Have a yen for the river, but a one-bedroom apartment and a subcompact car? Bergans' innovative foldable canoe might be your ticket to floating freedom.

A watertight PVC skin keeps you dry, and an ingenious aluminum frame gives the boat structure and rigidity. Disassembled, it fits in a large-ish backpack (sold separately) and the whole endeavor requires a rubber mallet and about 30 to 45 minutes to assemble and disassemble.

Ally 16.5' Foldable Canoe Specs

  • Weight: 20 kg / 44 lb
  • Length: 16' 5" / 500 cm
  • Width: 37.5" / 95 cm
  • Width Gunwale: 36" / 92 cm
  • Width Waterline: 33.5" / 85 cm
  • Depth: 14" / 36 cm
  • Height at Bow: 18.5" / 47 cm
  • Available: Now



I really like the Biolite stove.

Love the canoe, but can it handle a rock broadside in a moderate current without bending out of shape is the seller for me.

Great canoes, have had one for 15 years or so. For added safety we usually add a few zip-ties to the frame, but it's probably not necessary. After about 5 years we added an extra layer of reinforcement to the keel as it was a bit worn down from being dragged onto land. Haven't done too much river padling with it, but have hit more than a few rocks the times that I did. No problems with the shape or skin. The downside is that they are quite pricy.
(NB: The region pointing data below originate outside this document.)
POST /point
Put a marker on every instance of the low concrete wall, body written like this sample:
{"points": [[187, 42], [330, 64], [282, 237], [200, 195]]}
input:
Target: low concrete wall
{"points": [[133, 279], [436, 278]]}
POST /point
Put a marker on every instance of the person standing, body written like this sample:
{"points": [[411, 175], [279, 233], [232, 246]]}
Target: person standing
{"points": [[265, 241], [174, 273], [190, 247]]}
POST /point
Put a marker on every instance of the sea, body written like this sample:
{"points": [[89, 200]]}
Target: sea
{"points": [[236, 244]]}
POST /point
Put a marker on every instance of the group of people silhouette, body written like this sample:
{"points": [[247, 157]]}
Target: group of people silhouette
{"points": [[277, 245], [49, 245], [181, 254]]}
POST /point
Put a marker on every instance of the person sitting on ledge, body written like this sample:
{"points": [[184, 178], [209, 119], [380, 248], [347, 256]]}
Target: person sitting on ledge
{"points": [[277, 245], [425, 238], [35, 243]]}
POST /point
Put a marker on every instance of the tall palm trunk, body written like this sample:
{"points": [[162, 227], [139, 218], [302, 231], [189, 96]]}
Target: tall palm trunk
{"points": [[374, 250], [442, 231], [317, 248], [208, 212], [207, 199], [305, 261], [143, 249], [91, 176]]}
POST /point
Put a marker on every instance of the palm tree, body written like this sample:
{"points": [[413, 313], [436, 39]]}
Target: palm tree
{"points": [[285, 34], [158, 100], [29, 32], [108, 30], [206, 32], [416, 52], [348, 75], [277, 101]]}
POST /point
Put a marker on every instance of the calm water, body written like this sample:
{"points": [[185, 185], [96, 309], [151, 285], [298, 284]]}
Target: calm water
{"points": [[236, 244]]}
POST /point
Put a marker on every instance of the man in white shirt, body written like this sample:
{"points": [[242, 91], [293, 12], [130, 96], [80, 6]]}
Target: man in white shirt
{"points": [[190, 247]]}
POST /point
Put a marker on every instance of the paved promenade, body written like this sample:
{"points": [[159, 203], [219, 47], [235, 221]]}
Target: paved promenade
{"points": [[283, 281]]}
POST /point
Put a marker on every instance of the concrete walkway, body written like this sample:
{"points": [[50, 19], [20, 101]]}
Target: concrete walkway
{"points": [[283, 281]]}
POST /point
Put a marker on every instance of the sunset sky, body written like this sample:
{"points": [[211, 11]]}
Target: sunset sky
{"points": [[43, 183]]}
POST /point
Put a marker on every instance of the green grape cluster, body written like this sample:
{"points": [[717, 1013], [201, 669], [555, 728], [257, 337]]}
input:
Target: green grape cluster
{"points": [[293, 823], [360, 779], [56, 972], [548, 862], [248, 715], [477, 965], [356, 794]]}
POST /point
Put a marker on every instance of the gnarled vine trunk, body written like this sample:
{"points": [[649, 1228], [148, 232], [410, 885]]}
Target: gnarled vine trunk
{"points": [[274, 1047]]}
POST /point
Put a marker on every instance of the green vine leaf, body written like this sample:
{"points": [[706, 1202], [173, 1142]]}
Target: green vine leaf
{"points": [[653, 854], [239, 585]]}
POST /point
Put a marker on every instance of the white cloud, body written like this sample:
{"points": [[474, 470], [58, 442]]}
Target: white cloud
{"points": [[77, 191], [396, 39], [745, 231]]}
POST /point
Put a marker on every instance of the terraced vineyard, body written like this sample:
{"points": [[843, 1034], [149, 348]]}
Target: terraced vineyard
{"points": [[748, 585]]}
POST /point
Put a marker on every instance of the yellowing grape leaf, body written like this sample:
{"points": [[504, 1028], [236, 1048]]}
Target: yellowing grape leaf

Check out Bergans site for more info and models:

Folding canoes of one sort or another have been around for some time. The Ally is a good boat, though quite a few like the Pak boat that was started by a former Ally distributor. Both are solid boats and depending on the model, quite capable for serious expedition work. They can handle ww well, again depending on the model, a will be slightly drier on drops than a hard shell. They will be slower. Folding boats have become much more popular in recent years for remote trips in the Barrens due to the high cost of flying a rigid boat. The hull material is quite durable but I wouldn't use one on boney rivers or those with a lot of sharp rock like shale.